Since then and through my research on the Baxter Boys and the writing of Career Imprints, I have become even more convinced that social networks are critical to leader decision making. First, and perhaps most obvious of all, social networks facilitate the job seeking and career decision making of leaders who are contemplating career decisions, particularly major career transitions, as was the case here when people transitioned from well-established firms like Baxter to lead and manage fledgling firms in an emerging industry. Biotech was a highly uncertain environment with no proven products and with firms that had very limited track records. In my research, I heard stories of Baxter colleagues providing useful advice regarding which job to take and when, so that they could navigate through that uncertainty.

Second, it is evident that having "gone through wars together," these leaders were more comfortable caring and sharing with each other than might have been the case had they simply been industry contacts. Their formative career experiences had created strong peer networks that were and remain truly developmental in nature.
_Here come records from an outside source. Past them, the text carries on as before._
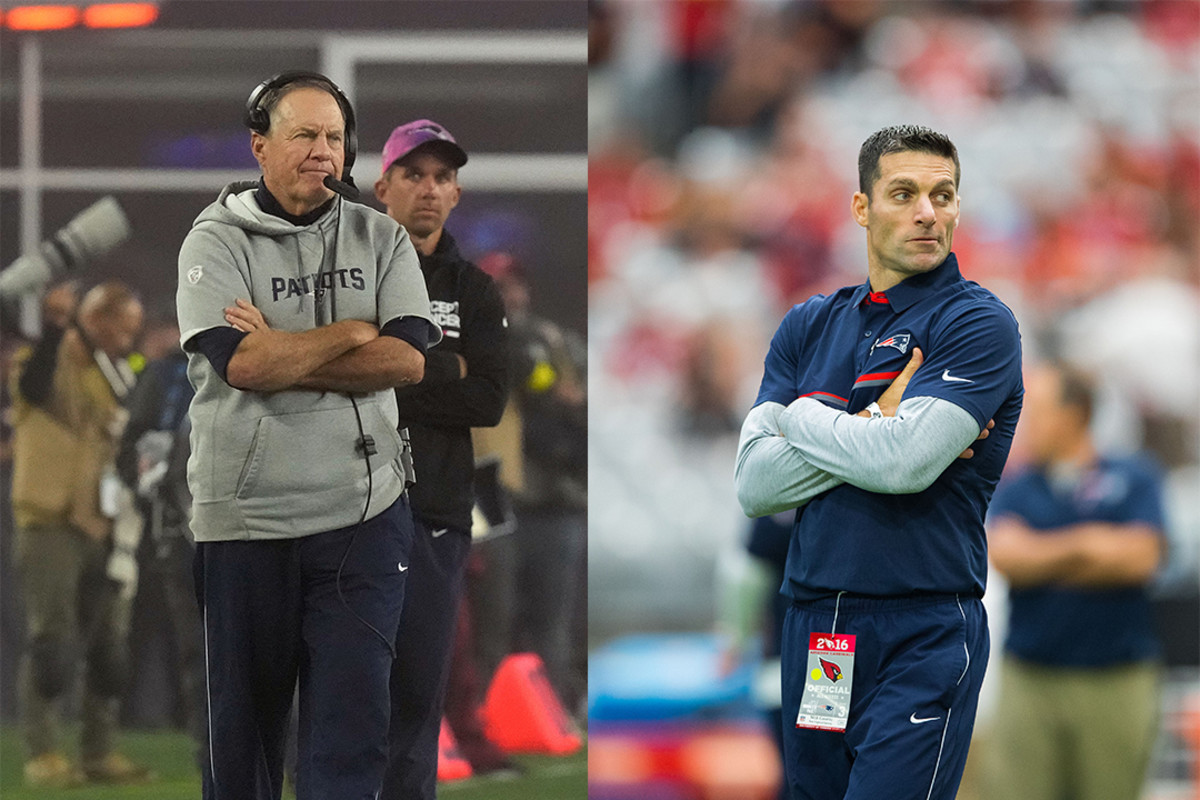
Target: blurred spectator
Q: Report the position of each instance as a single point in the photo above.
(1079, 536)
(67, 419)
(151, 461)
(551, 505)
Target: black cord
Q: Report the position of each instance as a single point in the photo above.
(367, 447)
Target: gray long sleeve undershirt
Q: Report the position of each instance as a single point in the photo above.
(786, 456)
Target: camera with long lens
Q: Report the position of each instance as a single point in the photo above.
(93, 233)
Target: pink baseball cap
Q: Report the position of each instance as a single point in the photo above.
(411, 136)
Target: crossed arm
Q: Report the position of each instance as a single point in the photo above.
(786, 456)
(348, 355)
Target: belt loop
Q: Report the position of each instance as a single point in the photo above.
(837, 606)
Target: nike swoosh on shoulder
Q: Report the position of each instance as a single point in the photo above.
(948, 377)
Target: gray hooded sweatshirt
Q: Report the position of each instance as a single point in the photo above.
(287, 464)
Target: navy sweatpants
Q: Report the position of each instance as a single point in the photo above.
(421, 668)
(918, 667)
(271, 613)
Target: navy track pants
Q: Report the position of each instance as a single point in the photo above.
(918, 667)
(274, 612)
(423, 661)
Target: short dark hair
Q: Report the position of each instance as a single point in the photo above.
(900, 138)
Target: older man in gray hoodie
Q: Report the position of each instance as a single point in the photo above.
(300, 313)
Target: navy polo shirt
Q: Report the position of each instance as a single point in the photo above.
(1081, 626)
(845, 349)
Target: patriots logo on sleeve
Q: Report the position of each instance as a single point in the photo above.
(899, 341)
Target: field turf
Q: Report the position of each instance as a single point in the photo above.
(169, 753)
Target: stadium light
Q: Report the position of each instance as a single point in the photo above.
(41, 17)
(97, 14)
(120, 14)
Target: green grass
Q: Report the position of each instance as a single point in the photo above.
(169, 753)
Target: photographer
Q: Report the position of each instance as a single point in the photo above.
(67, 417)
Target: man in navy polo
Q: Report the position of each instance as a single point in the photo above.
(1079, 535)
(873, 421)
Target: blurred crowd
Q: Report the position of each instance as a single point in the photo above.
(723, 145)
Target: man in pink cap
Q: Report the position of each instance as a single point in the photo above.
(465, 386)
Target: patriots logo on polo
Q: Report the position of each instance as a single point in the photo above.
(833, 672)
(899, 341)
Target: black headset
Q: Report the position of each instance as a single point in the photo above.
(258, 119)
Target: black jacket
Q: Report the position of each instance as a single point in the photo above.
(442, 409)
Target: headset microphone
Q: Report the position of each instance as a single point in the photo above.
(347, 190)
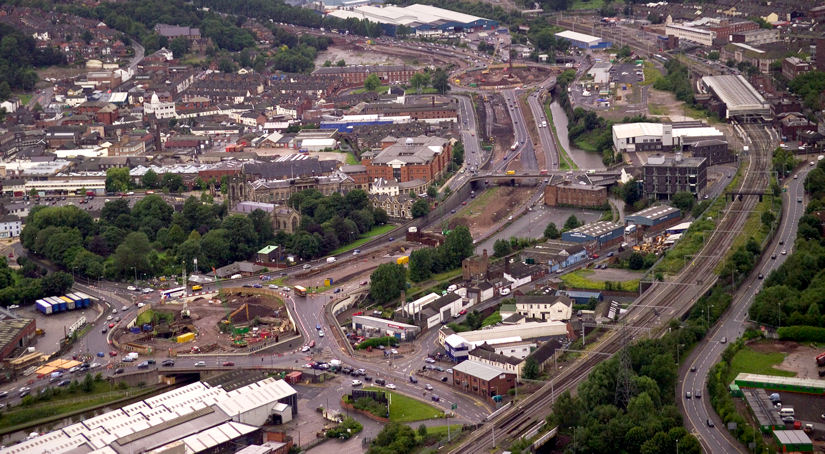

Finally, my research suggests that when people share a strong organizational career imprint, they are more likely to refer to those early career experiences and draw analogies to their current leadership situations when they are together. In this way, not only can these social networks provide instrumental help, they can also solidify, in many respects, the belief that certain aspects of a prior career imprint "worked," enhancing the likelihood that it will be invoked again. Here, there is yet another lesson: Recognize the potential for "groupthink" that can emerge from working and interacting with people who all carry with them the same organizational career imprint; having some diversity within one's social network is useful as well.